Saat kujejakkan kaki di Inggris, saat kulangkahkan kaki berkeliling di Oxford Unviersity, terbayang lagi masa kecil, terbayang koper berisi paket pelajaran bahasa Inggris dari Oxford, terbayang ayah yang membelikannya, terbayang ekspresinya saat mengambil rapor juara umum di SMP, terbayang kesedihannya saat nilai-nilaiku turun, terbayang betapa senangnya dia saat aku masuk SMU Titian Teras, terbayang kebahagiaannya saat aku diwisuda di Sabuga ITB. Tak terbayangkan bagaimana perasaannya jika nanti (InsyaALlah) aku diwisuda dari University of Leeds, entah bagaimana perasaannya. 
Oxford University
Ada sebuah kutipan dari Andrea Hirata yang mengatakan bahwa “Ironi bukanlah persoalan substansi, ia tak lain hanyalah soal kompensasi. Itulah definisi ironi, tak kurang tak lebih.” Adalah ironi bahwa pada akhirnya aku berangkat menempuh studi di Inggris sebagai sebuah kompensasi atas kesedihan-kesedihanku karena kehilangan dua cinta yang porsinya besar dalam hidupku.

Dengan sekian banyak pengalaman beasiswa, terkadang aku berpikir, akan seberapa jauh kontribusiku bagi masyarakat sekitar atau Negara Indonesia nantinya. Sehingga dalam hati aku berjanji akan menjalankan amanah ini dengan sebaiknya dan kelak akan ikut berpartisipasi membangun masa depan yang baik bagi Indonesia dan orang-orang disekitarku. Dalam hal ini setidaknya ada sebuah prinsip yang kujadikan sandaran, jika tidak bisa membantu memperbaiki kehidupan bangsa, setidaknya aku tidak jadi bagian yang merusaknya.

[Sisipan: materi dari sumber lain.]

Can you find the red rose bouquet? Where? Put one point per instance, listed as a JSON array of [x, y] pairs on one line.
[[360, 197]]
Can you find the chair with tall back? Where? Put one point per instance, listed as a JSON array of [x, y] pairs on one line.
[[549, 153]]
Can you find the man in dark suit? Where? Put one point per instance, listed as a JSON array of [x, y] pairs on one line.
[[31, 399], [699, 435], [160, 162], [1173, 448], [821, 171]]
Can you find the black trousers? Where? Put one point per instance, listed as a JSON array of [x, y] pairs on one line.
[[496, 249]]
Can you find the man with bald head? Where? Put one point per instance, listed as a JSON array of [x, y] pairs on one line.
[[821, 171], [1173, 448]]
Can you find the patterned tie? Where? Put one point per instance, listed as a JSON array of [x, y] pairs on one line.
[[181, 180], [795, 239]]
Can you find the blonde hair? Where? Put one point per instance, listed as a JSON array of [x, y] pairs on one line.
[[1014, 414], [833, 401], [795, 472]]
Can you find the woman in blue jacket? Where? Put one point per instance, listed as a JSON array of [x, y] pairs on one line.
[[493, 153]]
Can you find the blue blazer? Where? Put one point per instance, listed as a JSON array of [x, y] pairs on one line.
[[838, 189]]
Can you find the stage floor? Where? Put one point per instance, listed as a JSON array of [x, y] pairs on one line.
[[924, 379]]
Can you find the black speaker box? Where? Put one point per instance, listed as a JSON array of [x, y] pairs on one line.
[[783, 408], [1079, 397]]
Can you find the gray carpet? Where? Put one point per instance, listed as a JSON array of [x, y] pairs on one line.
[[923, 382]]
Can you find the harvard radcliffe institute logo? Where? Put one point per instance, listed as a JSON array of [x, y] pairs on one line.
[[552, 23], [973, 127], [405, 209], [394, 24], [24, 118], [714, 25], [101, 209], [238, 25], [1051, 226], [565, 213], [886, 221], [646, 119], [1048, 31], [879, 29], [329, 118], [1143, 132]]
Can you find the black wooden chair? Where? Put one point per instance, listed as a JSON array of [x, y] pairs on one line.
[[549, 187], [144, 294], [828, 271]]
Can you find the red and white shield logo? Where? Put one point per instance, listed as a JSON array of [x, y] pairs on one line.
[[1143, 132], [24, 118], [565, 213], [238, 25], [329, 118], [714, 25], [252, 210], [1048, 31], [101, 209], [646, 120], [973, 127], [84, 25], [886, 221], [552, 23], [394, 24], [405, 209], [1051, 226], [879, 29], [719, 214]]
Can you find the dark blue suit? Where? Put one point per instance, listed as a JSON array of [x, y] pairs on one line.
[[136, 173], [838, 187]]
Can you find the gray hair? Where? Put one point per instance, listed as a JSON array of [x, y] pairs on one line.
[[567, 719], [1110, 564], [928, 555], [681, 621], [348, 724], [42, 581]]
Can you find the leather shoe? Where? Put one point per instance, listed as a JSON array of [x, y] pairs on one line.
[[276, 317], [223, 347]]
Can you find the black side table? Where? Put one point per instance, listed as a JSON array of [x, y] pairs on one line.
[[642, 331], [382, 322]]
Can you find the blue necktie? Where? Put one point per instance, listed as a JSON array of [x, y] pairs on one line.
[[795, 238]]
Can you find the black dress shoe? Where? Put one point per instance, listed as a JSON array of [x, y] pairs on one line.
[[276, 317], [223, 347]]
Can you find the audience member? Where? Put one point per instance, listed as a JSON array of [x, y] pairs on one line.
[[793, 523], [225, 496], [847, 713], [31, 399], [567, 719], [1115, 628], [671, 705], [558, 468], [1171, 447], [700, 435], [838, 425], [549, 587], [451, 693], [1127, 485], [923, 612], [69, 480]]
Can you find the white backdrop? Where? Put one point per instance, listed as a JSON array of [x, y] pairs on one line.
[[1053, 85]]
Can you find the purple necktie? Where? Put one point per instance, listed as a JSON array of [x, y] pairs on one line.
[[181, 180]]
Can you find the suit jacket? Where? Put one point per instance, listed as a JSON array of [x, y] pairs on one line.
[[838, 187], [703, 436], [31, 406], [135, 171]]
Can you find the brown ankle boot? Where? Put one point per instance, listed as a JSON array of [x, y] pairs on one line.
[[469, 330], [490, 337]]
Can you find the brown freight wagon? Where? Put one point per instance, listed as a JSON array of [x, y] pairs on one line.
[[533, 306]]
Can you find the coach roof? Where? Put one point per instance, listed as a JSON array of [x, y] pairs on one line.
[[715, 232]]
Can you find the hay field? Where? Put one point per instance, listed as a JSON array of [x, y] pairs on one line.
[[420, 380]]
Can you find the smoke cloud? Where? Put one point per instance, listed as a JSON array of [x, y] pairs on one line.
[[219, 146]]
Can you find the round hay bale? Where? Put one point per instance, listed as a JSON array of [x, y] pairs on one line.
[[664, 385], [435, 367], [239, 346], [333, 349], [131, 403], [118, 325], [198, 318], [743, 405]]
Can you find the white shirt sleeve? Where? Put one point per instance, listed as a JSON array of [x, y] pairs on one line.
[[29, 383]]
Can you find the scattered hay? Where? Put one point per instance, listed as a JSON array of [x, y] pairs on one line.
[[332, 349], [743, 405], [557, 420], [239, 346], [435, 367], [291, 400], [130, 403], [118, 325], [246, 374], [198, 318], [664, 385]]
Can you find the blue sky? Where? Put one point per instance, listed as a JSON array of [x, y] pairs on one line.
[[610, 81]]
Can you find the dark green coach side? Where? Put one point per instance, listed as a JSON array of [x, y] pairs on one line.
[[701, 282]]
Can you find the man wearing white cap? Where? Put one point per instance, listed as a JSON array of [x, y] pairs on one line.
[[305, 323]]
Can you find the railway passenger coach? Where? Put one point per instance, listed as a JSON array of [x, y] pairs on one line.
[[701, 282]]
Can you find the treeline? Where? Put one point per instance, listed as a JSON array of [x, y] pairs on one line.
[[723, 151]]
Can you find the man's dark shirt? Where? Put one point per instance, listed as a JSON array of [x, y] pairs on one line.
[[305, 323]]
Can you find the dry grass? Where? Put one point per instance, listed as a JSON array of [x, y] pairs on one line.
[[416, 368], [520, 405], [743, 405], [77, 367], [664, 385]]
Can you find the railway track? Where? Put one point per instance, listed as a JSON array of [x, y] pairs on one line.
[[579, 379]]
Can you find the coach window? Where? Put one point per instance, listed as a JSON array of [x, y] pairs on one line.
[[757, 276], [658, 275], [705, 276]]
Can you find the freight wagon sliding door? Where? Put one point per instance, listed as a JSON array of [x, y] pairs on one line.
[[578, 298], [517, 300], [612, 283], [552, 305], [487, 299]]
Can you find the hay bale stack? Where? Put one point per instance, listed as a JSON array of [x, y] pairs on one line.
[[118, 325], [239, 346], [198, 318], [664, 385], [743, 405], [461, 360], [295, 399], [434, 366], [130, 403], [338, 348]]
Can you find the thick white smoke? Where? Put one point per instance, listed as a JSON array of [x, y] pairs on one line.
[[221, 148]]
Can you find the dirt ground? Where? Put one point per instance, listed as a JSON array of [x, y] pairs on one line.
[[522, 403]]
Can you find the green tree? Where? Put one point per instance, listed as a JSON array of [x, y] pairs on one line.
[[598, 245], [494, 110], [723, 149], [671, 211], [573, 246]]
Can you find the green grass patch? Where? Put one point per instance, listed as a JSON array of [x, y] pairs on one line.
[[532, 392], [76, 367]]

Sekedar menutup dengan kesimpulan dan saran dari cerita yang panjang ini. Menurutku, intinya adalah berbakti kepada orang tua dengan selalu mendoakannya dan meohon doa restunya akan selalu menjadi salah satu penentu kesuksesan disamping segala daya upaya dan usaha. Juga untuk jangan pernah berputus asa dan larut dalam kesedihan jika mendapat musibah, selalu ada jalan keluar dari setiap masalah. Tentunya ditambah dengan jangan pula bersikap sombong saat mendapat anugrah. Penting untuk menjaga hati tetap membumi saat cita-cita melangit.

Ucapan terimakasih:
  1. Terimakasih kepada Biro SDM Departemen Perhubungan RI, atas beasiswa double degree di Unversity of Leeds, United Kingdom. 
  2. Terimakasih kepada Kementerian Pendidikan Nasional, Biro Perencanaan dan Kerjasama Luar Negeri atas program Beasiswa Unggulan untuk pendidikan di Magister Sistem dan Teknik Transportasi (MSTT) Program Pascasarjana Fakultas Teknik Universitas Gadjah Mada.
  3. Terimakasih kepada Yayasan Damandiri atas BMU-UMPTN 2001 yang telah memberikan beasiswa penuh dan uang saku untuk pendidikan di program studi Teknik Sipil ITB periode 2001-2006.
  4. Terimakasih kepada Yayasan Pendidikan Jambi atas pendidikan dan latihan disiplin gratis di SMU Titian Teras Jambi periode 1998 - 2001.
  5. Terimakasih kepada SMPN 16 Jambi atas kesempatan mendapat pendidikan.
  6. Terimakasih kepada SDN 150/IV Jambi atas kesempatan mendapat pendidikan.